Wednesday, October 17, 2012


Born to Lie

Lana Del Rey, born under the sign of Gemini, is symbolically represented by two people-- in this case, maybe more. (Hell, it's appropriate to wonder about who's really singing here. "Lana Del Rey" isn't even her real name).

There are a few different people present on this album. They all have a common undercurrent, a thread, but the sense of fragmentation persists, making it hard to listen to any one song all the way through-- they all seem about a minute too long, with one possible exception.

So what's the roll call? Well, most of the personae on "Ready to Die" have a distinctly 1960's feel-- the early part of the decade. Del Rey's image on the cover is a major hint in this direction-- she's telling us that this is from when dissipated (key word #1) girls would lounge on hardwood floors, smoking cigarettes, and wish they were starring in black-and-white French films. The proto-Tumblr generation, maybe-- a kind of hollowness that seeks for romanticism, and if it can't find it, settles for the romanticizing of hollowness itself. (It's too spoiled to be true weltschmerz, though. It hasn't even found its way out of the suburbs yet).

So with that in mind, watch in wonder as Del Rey tours through all the components of this particular slice of Americana, but never gets them to cohere. This (for me, at least), is where the interest and the aggravation of the album are located. This is a collection of phrases, not poems. Del Rey has got a talent for finding the little hints and pieces of the gestalt, but can't quite put it all together into one big, satisfying package.

I mean, for the most part, we've seen these pieces before. The biblical, doomstruck lust of "Blue Jeans" has been P. J. Harvey's stomping ground for years. The drunk-on-wine, lounging-at-the-poolside languor. Her slightly exaggerated, California-girl sighs and enunciations (which clash oddly with her British pronunciation of "vitamin" on "Radio"). The corny chirpings that make you wonder if Debbie Reynolds might not have had a granddaughter we didn't know about. Little stylistic choices, most of which seem to get picked up and dropped at random.

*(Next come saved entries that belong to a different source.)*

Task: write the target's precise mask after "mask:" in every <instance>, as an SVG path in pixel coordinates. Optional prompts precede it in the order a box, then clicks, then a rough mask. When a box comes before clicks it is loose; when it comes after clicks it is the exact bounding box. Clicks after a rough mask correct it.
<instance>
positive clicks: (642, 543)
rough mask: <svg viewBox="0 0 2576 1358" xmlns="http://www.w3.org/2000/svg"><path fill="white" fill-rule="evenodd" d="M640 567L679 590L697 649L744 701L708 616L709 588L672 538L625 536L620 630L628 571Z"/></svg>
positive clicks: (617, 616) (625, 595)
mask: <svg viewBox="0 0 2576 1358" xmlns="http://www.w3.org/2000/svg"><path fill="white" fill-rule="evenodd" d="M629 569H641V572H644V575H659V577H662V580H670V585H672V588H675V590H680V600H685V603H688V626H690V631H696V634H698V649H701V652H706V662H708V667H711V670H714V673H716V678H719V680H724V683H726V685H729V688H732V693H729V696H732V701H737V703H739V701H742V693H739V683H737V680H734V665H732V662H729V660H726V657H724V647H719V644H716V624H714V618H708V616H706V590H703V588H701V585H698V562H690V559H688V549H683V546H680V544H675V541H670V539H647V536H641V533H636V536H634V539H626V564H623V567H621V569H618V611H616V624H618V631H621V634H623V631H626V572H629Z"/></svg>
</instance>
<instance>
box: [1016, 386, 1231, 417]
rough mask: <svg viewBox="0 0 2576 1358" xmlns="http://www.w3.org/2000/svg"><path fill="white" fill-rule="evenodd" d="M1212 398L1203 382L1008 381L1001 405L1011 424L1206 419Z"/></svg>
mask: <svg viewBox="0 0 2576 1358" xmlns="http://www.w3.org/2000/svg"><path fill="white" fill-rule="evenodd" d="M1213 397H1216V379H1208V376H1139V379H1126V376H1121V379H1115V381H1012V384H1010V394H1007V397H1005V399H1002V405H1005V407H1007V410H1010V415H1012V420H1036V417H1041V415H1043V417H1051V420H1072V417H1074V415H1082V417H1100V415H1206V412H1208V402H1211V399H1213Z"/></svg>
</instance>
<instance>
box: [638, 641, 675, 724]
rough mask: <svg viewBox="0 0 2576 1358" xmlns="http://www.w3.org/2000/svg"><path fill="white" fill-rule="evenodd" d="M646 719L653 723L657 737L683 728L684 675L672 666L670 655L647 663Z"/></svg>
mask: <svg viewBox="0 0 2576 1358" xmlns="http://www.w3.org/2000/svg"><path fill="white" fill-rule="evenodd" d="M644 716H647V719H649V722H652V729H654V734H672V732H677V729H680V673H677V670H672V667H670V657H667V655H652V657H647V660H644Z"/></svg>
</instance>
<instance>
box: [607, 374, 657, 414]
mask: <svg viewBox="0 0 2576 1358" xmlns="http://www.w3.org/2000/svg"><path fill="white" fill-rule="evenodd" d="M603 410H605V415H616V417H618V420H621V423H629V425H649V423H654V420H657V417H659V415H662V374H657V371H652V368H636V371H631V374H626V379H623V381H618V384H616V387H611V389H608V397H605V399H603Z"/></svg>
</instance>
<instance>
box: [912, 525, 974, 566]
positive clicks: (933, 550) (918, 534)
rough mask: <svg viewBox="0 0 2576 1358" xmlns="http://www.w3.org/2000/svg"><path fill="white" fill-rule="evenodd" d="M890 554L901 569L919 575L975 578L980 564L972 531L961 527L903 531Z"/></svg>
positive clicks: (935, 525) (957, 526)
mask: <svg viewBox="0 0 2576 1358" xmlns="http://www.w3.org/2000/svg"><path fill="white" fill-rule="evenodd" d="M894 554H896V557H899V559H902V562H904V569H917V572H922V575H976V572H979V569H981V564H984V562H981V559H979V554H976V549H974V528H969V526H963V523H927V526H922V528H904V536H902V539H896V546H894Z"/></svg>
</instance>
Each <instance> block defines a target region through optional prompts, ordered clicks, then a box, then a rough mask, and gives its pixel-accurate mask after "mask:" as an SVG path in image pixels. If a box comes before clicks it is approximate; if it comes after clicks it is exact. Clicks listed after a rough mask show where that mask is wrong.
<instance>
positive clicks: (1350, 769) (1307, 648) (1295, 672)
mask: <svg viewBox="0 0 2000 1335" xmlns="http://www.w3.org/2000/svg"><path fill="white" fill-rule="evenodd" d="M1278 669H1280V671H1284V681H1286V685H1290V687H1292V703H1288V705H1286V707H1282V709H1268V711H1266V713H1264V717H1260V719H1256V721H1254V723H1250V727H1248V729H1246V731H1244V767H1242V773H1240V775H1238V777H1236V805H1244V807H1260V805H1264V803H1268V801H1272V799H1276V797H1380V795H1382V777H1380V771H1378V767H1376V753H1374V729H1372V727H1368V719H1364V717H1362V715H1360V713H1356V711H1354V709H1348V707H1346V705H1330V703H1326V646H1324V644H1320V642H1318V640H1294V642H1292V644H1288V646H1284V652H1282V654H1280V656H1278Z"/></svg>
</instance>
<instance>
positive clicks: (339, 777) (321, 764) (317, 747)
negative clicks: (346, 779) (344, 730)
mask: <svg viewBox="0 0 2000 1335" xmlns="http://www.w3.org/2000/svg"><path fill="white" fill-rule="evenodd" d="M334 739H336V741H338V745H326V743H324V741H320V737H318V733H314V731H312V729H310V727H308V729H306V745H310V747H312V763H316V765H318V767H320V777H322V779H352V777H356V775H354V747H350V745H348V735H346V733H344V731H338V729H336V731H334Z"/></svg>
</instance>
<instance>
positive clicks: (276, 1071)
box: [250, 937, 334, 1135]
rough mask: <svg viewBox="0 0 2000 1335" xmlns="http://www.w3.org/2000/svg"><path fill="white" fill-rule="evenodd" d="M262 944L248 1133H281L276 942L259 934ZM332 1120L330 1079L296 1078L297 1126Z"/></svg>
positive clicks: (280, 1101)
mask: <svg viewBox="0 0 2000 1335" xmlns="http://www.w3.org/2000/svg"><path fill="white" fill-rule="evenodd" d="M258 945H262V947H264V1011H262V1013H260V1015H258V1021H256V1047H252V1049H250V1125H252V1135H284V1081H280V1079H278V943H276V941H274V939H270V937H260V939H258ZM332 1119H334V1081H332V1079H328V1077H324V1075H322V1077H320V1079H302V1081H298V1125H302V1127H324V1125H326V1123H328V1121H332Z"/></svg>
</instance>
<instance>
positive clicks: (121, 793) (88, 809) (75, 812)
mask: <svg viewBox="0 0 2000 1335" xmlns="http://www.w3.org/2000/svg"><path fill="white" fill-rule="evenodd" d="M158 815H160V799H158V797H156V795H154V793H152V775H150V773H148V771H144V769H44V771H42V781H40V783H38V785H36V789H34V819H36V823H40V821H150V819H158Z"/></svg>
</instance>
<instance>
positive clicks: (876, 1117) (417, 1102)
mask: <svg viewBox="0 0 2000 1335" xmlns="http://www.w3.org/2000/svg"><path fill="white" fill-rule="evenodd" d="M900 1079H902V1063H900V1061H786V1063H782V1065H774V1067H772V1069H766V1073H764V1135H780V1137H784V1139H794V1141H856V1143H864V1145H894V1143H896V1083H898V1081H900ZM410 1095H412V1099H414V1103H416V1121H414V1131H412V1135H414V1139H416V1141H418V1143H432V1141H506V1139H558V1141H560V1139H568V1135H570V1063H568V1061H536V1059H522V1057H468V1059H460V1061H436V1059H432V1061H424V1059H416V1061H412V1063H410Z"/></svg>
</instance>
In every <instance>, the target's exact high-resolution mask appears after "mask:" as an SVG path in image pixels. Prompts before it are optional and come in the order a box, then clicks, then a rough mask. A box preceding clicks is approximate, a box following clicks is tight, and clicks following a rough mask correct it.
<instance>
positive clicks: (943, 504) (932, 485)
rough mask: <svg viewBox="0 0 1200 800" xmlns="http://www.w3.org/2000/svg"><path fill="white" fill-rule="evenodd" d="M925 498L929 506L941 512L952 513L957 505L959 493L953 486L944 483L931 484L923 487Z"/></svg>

The result is a kind of maddening collage of all the girls who would namedrop Nabokov for one reason or another (her not mentioning "Lolita" at some point or points in this album is almost inconceivable, and sure enough, "Off to the Races" has her murmuring "light of my life, fire of my loins"), mixed with a healthy dollop of Nancy Sinatra, with some bemusingly anachronistic dancefloor-DJ touches. Imagine Charlotte Gainsbourg produced by Timbaland. (There's even a spoken-French interlude on "Carmen").

I had mentioned earlier that there's one place where this particular construction comes together and holds. Of course I'm talking about "Video Games", where Del Rey's affected, distant delivery suddenly finds itself a tune and texture good enough to make it transcend itself. The essential fakeness of Del Rey's whole attitude works in this song, as we're invited to picture a girl making maudlin, sweeping love-declarations to herself while her boyfriend, incurable romantic that he is, drinks beer and plays video games. She's off in the corner, congratulating herself on her affair for the ages-- "this is my idea of fun, playing video games", she says, fooling no one-- while he is completely unaware of his emotional makeover at her hands. On the rest of the songs, the guy is a figment of Del Rey's melodramatic imagination-- he's a bad boy, a rebel, a dangerously sexy pegged-jeans-and-Lucky-Strike character-- in other words, he doesn't exist. On "Video Games", he's a real person, probably not too interesting, drives a car, plays pool and darts, someone who is filtered by the singer's imagination, not created by it. The difference is conspicuous.

Maybe that's the key to the puzzle of how to make a basically fake attitude convince us of its sincerity. Del Rey is at her least convincing when she's selling it straight, acting as if these hot times and forbidden schoolgirl stirrings were the whole truth of the matter. What's far more interesting (at least to me) is when we get clues that the singer is making the whole thing up, that these are the songs born of a girl with a rather humdrum life, that have been draped in lipstick and romanticism just to make the occurrences more interesting and livable. I can't believe that Del Rey's character stayed at the Chateau Marmont in the 60's, but I can believe that she wishes she had.

So if I were to offer advice to Ms. Del Rey I would say: don't try to trick us-- make us complicit in your escapism! We're all willing to join you in the Los Angeles of your imagination. Just keep an eye on the dreary realities that you're singing to get away from-- it will make the reverie all the more appealing.